DR. G. PANKAJAM became the Vice-Chancellor of the Gandhigram Rural Institute in 2001. She was brought up in Gandhigram and she received her doctorate from Madurai Kamaraj University. She has 33 years of teaching experience, including 16 years as the Principal of Lakshmi College of Education, Gandhigram. Dr. Pankajam's research on child development earned her a Fulbright Fellowship in 1995. She has guided 52 M.Ed. and M.Phil., and two Ph.D. students.

"Gandhigram is getting plenty of funds from a lot of agencies because we are proving that we can perform," she said without a trace of boast.

A development profile of this deemed university, situated near Dindigul, for the past three years shows that it has in fact performed. It received five-star status from the National Assessment and Accreditation Council (NAAC); introduced 13 new academic programmes; started five part-time and certificate courses; began 27 refresher courses; founded the Distance Education Centre; and revamped the choice-based credit system for students. It did all this without losing sight of its basic objective of "motivating its students to work for rural uplift".

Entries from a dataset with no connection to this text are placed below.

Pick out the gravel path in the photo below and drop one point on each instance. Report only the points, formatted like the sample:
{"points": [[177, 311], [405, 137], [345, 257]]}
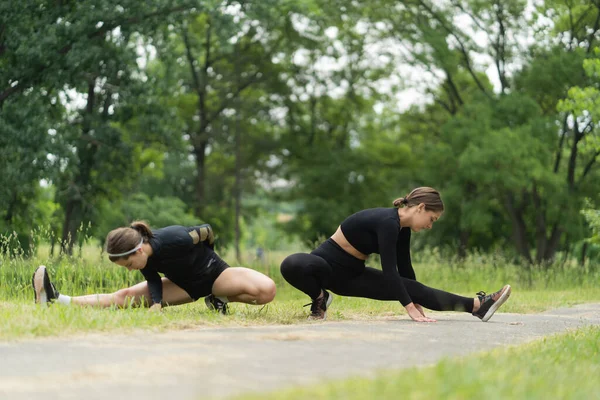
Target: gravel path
{"points": [[220, 362]]}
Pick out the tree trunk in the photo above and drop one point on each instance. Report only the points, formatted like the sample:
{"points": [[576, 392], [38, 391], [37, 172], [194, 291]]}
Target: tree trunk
{"points": [[583, 254], [463, 244], [519, 228], [200, 154], [238, 167], [86, 152], [73, 217]]}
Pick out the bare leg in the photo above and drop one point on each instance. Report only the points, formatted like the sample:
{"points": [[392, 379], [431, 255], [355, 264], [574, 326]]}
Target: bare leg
{"points": [[244, 285], [136, 295]]}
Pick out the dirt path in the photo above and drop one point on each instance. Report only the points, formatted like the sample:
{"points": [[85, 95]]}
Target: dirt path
{"points": [[216, 363]]}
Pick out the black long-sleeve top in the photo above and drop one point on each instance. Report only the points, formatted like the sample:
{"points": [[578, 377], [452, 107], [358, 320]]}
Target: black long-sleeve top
{"points": [[377, 230], [176, 250]]}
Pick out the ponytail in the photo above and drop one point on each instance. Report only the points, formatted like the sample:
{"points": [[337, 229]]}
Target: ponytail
{"points": [[426, 195], [121, 241]]}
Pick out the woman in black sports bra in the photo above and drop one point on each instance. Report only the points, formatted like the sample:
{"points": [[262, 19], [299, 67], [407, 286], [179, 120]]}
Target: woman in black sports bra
{"points": [[339, 263], [186, 258]]}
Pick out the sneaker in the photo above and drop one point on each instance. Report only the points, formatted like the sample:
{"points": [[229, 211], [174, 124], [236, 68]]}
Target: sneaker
{"points": [[318, 308], [44, 290], [215, 304], [491, 302]]}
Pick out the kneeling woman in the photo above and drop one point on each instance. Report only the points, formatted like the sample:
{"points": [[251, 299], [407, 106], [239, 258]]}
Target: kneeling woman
{"points": [[339, 263], [186, 258]]}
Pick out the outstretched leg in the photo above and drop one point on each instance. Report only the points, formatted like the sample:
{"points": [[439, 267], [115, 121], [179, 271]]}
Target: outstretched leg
{"points": [[307, 272], [244, 285], [372, 284], [136, 295]]}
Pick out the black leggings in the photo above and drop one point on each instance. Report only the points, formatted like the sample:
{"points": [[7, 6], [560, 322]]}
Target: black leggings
{"points": [[330, 267]]}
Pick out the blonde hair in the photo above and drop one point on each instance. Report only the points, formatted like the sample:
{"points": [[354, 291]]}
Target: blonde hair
{"points": [[426, 195]]}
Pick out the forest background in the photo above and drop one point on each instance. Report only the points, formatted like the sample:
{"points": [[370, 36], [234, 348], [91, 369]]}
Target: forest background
{"points": [[274, 120]]}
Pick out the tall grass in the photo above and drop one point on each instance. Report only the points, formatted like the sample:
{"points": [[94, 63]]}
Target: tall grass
{"points": [[90, 271]]}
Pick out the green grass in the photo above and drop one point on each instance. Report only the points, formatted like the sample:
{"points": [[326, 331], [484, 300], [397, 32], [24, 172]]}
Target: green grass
{"points": [[564, 366], [533, 291]]}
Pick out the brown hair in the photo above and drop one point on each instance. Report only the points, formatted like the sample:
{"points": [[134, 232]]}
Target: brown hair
{"points": [[426, 195], [121, 240]]}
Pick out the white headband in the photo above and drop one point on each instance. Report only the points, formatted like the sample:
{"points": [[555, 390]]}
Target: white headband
{"points": [[136, 248]]}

The GRI insists that every student spend a week every year in a village, study a problem and find a solution. Introduced in April 1998, the Village Placement Programme has four objectives: providing opportunities to students to understand the different facets of rural society; enabling them to relate classroom learning to field realities; sharing development information with people; and facilitating projects that will benefit villagers. On an average, about 1,000 students and 90 teachers take part in every Village Placement Programme. Their activities include shramdhan (voluntary service), conducting surveys, popularising science, chlorinating drinking water, and constructing soak-pits and roads.

"We have taken up extension work in 100 villages around Gandhigram," Dr. Pankajam said. The GRI has taken up participatory sustainable agriculture development in 65 villages to propagate organic farming and agro-forestry.

Besides conventional courses, the GRI offers M.Phil. in Gandhian Thought and Peace Science, Rural Industries and Management, Development Sociology, and Futurology. It offers M.Sc. courses in Dairy Science and Geo Informatics; diplomas in Khadi and Handloom Technology, and Building Science and Technology; and a certificate course in Medicinal Plants.

The curriculum is a combination of both theoretical foundation and extension experiments. "The Geo Informatics course will be oriented towards rural development and identifying research projects in rural areas," Dr. Pankajam said.